Vikings were always known as warriors who plundered the coastline. However our culture portrays Vikings in movies are fictional. There was  DNA studies recently revealing the true genetic diversity of Vikings which the evidence suggested that they were a more powerful group of traders and explorers. The genetic data gathered from 442 humans whose remains were around 2400 B.C. to 1600 A.D buried in areas where Vikings were known to have been. Some places they were located at were Greenland and  Scandinavia with artifacts such coins, weapons, and entire boats. The DNA showed that they were a diverse group with ancestry from hunter, gathers, farmers, and populations from Eurasia. The analysis also showed that they didn’t interact as much within the Scandinavian region as much as they did outside. Which means they were more intimate with a broad range of people encountered in far travels.
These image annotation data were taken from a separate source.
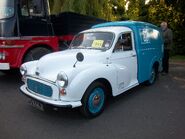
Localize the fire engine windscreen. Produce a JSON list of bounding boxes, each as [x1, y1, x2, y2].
[[0, 0, 15, 19]]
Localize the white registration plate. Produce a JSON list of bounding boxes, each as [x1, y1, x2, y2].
[[28, 99, 44, 111]]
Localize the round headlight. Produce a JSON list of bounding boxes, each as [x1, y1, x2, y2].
[[57, 72, 68, 87], [20, 66, 27, 76]]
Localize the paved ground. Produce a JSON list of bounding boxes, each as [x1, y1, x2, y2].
[[0, 62, 185, 139]]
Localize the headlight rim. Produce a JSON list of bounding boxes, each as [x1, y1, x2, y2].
[[57, 71, 68, 88], [20, 65, 28, 76]]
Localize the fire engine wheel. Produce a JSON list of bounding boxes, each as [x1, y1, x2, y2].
[[23, 47, 51, 63], [80, 82, 106, 118]]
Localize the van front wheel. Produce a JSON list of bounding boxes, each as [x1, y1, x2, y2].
[[80, 82, 106, 118]]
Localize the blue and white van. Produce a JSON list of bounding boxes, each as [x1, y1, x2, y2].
[[20, 21, 163, 117]]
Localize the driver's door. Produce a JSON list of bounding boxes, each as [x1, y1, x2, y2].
[[111, 32, 138, 95]]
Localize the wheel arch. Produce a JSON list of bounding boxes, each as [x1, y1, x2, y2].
[[86, 78, 113, 96]]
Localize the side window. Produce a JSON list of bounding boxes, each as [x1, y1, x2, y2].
[[20, 0, 44, 17], [114, 32, 132, 52]]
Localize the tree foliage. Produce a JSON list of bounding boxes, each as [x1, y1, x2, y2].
[[49, 0, 185, 54]]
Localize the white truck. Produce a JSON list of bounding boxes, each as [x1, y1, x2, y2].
[[20, 21, 163, 117]]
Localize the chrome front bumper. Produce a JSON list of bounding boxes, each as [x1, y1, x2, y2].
[[20, 85, 82, 108]]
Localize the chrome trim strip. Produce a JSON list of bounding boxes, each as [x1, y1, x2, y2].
[[0, 45, 24, 49]]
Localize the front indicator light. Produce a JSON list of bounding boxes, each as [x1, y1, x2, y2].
[[60, 88, 66, 96]]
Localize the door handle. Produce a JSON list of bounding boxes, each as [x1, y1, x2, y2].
[[132, 54, 136, 57]]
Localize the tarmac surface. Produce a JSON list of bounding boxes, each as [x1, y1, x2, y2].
[[0, 62, 185, 139]]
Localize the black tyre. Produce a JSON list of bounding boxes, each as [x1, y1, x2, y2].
[[23, 47, 51, 63], [80, 82, 106, 118], [146, 66, 157, 85]]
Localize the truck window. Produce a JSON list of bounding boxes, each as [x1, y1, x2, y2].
[[0, 0, 15, 19], [20, 0, 44, 17], [114, 33, 132, 52]]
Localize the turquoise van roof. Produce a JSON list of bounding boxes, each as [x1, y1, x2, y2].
[[92, 21, 158, 29]]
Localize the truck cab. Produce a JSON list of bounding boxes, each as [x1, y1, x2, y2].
[[20, 21, 163, 117], [0, 0, 105, 71]]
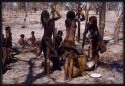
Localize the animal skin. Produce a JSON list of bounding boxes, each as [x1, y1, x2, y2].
[[64, 53, 88, 80]]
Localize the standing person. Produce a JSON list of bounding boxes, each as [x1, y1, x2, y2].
[[61, 10, 85, 79], [82, 16, 99, 65], [19, 34, 28, 48], [40, 7, 61, 74], [5, 26, 12, 58], [27, 31, 36, 47]]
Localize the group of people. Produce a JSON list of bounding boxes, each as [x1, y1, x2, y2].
[[3, 7, 104, 79], [40, 5, 99, 77]]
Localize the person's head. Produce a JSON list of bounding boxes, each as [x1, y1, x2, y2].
[[5, 26, 11, 32], [57, 31, 63, 37], [66, 10, 75, 20], [41, 10, 50, 26], [31, 31, 35, 35], [20, 34, 25, 38], [89, 16, 97, 25]]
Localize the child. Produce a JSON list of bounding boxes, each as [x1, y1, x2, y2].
[[82, 16, 99, 66], [27, 31, 36, 47], [19, 34, 27, 48], [4, 26, 12, 58]]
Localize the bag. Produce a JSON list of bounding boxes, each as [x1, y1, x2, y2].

They found remains in Scotland with Vikings swords and equipment yet were not genetically connected to Scandinavia. What the DNA study does not resolve is the question of how the Viking phenomenon began. However with the confirmation of 442 Viking era humans that were genetically diverse, researchers can now search for Viking roots now. I think this article was very interesting because it shows in whole how human genetics can spread. As well as it spreads even after that era is done.  


1 comment:

  1. I didnt know vikings were considered to be make believe people with made up culture, history and language etc. If anything I am surprised that it took DNA testing and artifact testing to confirm that these groups of people had links to ancestral homes in Greenland and Scandinavia. It is important however to acknowledge that these people were not only diverse because they were known to travel but that they have impacted shore towns of many nations like England, Scotland and Ireland.